Websites are important to me. Not only because they’re how I make a living — though that’s a major factor! But they’re also an invaluable tool for me when I’m faced with tackling the unknown.
Two years ago now, I bought my first house. Home ownership forced me to navigate information and services that were foreign to me. Early on, I needed to find someone who could fix a leaky washer hookup, and replace a screeching refrigerator motor. My attic needed mold remediation (which was a stressful discovery in and of itself). Did the paint flaking around windows to reveal rusting corner beads mean I had a leak? And if not, did the beads still need replacing? Should the hot water tank be doing that?*
I stuck with my familiar environment, and hopped online to do research. I looked at local business websites for matching services, and to gauge professionalism. I needed to rely on the businesses I hired to be honest about the extent of work the house needed, since I was clueless. Their websites were a big factor in my decision-making for who to go with.
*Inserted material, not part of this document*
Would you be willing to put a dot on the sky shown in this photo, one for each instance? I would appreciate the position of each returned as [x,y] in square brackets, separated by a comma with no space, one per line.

I know — from my work, from common sense — that getting these websites set up takes work, and can be costly. But I didn’t really how overwhelming that process could be for small businesses until I read the research done by group of my colleagues at Automattic.
That research hammered home for me that for many small businesses, setting up a website is yet another epic task that takes them away from the work they actually enjoy. Along with a ton of other administrative work, it’s not what they want to spend time on — or can afford to. It involves creating content, something many folks interviewed dislike intently, and don’t feel they have the skills for. It requires learning brand new tools and a whole new vocabulary to navigate them. Then once you have a website, you need to promote it so it can help your business. That takes you to things like social media and SEO (both intimidating areas on their own).
I took for granted that any small business I’d want to patronize would have a site where I could learn about them, when in reality, that’s not true. Not by a long shot. This research also made me realize there are probably a lot of great local businesses I completely overlooked by only looking online.
My thinking in the past has been, “Websites are great! What business wouldn’t want one in this day and age?” Thanks to this recent research report, I can see now it’s not a simple decision for small businesses to make. It’s a huge time commitment, and at the sacrifice of a ton of other things they need to do. It’s also highlights how important it is for us to help make building small business websites easier.
Photo by Annie Gray on Unsplash.
> yet another epic task that takes them away from the work they actually enjoy.
This is something that Filippo points out often.
I was esp struck by how becoming a homeowner changed your perspective on the kind of information you needed. It’s that transition point in someone’s life that makes them need to go look for new kinds of information. That’s a big thought. Thanks, Laurel.